[pypy-dev] x is y <=> id(x)==id(y)

Sun May 5 21:16:24 CEST 2013

On 06/05/13 03:35, Maciej Fijalkowski wrote:
> On Sun, May 5, 2013 at 1:20 PM, Steven D'Aprano <steve at pearwood.info> wrote:
>> On 05/05/13 19:59, Armin Rigo wrote:
>>>
>>> Hi all,
>>>
>>> I'm just wondering again about some "bug" reports that are not bugs,
>>> about people misusing "is" to compare two immutable objects.  The
>>> current situation in PyPy is that "is" works like "==" for ints,
>>> longs, floats or complexes.  It does not for strs or unicodes or
>>> tuples.
>>
>>
>> I don't understand why immutability comes into this. The `is` operator is
>> supposed to test whether the two operands are the same object, nothing more,
>> nothing less. Immutable, or mutable, it makes no difference.
>>
>> Now, it may be that *some* immutable objects may (implicitly, or explicitly)
>> promise that you will never have two objects with the same value. For
>> example, float might cache every object created, so that once you have
>> created a float 23.45910234718, it will *always* be reused whenever a float
>> with that value is needed. That would be allowed.
>>
>> But if float does not cache the value, and so you have two different float
>> objects, with different IDs, then it is absolutely wrong for PyPy to treat
>> `is` as == instead of testing object identity.
>>
>> Have I misunderstood what you are saying?
>
> Immutability is important because you can't cache immutable objects.

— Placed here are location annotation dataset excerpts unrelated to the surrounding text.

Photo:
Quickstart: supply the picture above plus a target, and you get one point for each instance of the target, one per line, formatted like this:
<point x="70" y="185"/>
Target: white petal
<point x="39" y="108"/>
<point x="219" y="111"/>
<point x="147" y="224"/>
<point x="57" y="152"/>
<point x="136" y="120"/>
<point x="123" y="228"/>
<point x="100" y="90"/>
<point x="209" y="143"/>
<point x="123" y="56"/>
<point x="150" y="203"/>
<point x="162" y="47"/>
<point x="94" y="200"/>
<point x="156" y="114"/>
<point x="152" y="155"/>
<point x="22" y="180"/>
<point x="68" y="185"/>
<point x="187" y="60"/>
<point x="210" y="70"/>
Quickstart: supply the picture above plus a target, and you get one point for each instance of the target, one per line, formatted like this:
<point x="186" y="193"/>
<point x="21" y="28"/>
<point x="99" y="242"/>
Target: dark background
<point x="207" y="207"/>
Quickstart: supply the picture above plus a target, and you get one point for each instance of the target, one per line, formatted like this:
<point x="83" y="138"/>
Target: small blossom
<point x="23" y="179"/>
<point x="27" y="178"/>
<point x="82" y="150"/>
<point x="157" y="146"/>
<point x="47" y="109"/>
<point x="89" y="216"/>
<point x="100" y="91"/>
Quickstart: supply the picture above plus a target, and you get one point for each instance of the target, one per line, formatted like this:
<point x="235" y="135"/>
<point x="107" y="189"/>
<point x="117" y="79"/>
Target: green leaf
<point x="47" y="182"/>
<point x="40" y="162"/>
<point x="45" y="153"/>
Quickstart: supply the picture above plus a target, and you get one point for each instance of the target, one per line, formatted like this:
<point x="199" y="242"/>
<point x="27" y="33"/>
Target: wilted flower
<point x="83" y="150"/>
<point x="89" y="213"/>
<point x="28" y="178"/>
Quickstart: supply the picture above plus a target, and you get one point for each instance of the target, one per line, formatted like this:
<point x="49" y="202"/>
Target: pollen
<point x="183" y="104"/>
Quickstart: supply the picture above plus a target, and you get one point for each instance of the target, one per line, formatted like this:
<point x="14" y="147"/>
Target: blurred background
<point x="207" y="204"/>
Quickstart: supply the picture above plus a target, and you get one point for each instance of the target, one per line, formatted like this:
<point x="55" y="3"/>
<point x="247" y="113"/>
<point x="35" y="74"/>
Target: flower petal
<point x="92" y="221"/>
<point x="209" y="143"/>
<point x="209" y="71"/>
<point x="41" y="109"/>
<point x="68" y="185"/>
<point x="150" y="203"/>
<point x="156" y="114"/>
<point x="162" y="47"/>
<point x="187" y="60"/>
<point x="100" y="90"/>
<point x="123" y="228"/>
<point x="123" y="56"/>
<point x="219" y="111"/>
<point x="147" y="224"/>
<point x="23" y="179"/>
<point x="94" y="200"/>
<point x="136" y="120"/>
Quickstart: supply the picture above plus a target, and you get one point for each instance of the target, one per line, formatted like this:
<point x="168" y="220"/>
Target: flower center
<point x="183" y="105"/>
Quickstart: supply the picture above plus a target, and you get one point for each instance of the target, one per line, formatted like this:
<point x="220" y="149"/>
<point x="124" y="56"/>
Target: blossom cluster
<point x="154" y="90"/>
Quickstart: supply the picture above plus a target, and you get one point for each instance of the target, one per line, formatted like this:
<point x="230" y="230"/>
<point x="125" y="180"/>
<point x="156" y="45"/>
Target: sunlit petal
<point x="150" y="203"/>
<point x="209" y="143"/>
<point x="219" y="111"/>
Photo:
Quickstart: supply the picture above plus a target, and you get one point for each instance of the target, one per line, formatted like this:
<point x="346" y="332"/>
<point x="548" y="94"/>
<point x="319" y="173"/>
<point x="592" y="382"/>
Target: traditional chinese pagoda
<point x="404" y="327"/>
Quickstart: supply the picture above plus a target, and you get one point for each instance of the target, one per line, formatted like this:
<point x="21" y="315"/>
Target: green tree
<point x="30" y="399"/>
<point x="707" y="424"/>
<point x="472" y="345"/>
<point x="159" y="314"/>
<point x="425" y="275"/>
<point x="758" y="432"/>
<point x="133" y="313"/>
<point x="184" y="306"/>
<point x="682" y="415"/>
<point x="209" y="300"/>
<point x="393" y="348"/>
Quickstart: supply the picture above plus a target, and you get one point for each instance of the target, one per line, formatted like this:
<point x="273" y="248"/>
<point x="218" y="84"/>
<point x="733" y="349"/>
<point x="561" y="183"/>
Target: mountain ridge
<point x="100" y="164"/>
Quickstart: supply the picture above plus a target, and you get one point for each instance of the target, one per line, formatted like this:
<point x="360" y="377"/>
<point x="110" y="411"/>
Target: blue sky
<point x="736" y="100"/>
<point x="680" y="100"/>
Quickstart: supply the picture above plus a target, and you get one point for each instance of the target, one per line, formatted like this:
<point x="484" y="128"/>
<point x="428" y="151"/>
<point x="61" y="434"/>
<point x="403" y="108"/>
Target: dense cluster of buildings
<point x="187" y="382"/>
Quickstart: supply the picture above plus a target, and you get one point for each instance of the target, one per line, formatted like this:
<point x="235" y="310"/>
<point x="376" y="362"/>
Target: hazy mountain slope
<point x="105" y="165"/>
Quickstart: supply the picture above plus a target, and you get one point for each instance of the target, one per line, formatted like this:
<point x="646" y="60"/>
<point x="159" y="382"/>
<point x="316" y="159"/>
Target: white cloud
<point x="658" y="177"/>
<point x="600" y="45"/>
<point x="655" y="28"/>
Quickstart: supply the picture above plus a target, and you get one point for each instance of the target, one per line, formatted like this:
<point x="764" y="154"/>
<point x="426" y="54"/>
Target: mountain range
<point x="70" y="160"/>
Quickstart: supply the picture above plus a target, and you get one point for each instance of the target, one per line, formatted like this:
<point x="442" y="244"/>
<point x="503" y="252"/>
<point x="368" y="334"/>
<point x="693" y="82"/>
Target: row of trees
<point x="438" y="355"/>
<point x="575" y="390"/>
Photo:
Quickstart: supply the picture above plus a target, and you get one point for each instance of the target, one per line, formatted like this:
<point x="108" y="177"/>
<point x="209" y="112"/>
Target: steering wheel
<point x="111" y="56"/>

Yes, I know that :-) but that has nothing to do with the behaviour of `is`.

> It's true what you're saying, but we consistently see bug reports
> about people comparing ints or strings with is and complaining that
> they work fine on cpython, but not on pypy.

Then their code is buggy, not PyPy. But you know that :-)

I don't believe that PyPy should take extraordinary effort to protect people from the consequences of writing buggy code.

But putting that aside, I would expect that:

x is y <=> id(x) == id(y)

The docs say:

"The operators is and is not test for object identity: x is y is true if and only if x and y are the same object. x is not y yields the inverse truth value."

http://docs.python.org/2/reference/expressions.html#index-68

and

"id(object)
Return the “identity” of an object. This is an integer (or long integer) which is guaranteed to be unique and constant for this object during its lifetime. Two objects with non-overlapping lifetimes may have the same id() value."

http://docs.python.org/2/library/functions.html#id

So each object has a single, unique, constant ID during its lifetime. So if id(x) == id(y) and x and y overlap in their lifetime, that implies that x and y are the same object. Likewise, if x and y are the same object, that implies that they have the same ID.

> Also, you expect to have
> the same identity if you store stuff in the list and then read out of
> it - which is impossible if you don't actually have any objects in the
> list, just store unwrapped ones.

Ah, now that is an interesting question! My lack of experience with PyPy is going to show now. I take it that PyPy might optimize away the objects inside a list, storing only unboxed values?

This is a really hard question. If I do this:

a = b = X   # regardless of what X is
mylist = [a, None]
assert mylist[0] is a
assert mylist[0] is b

both assertions must pass, no matter what X is, whether mutable or immutable.

But if the values in mylist get unwrapped, then you would have to reconstruct the object identities, and I imagine that this would be painful. But it would be a shame to give up the opportunity for optimizations that unboxing could give.

Have I understood the nature of your problem correctly?

-- 
Steven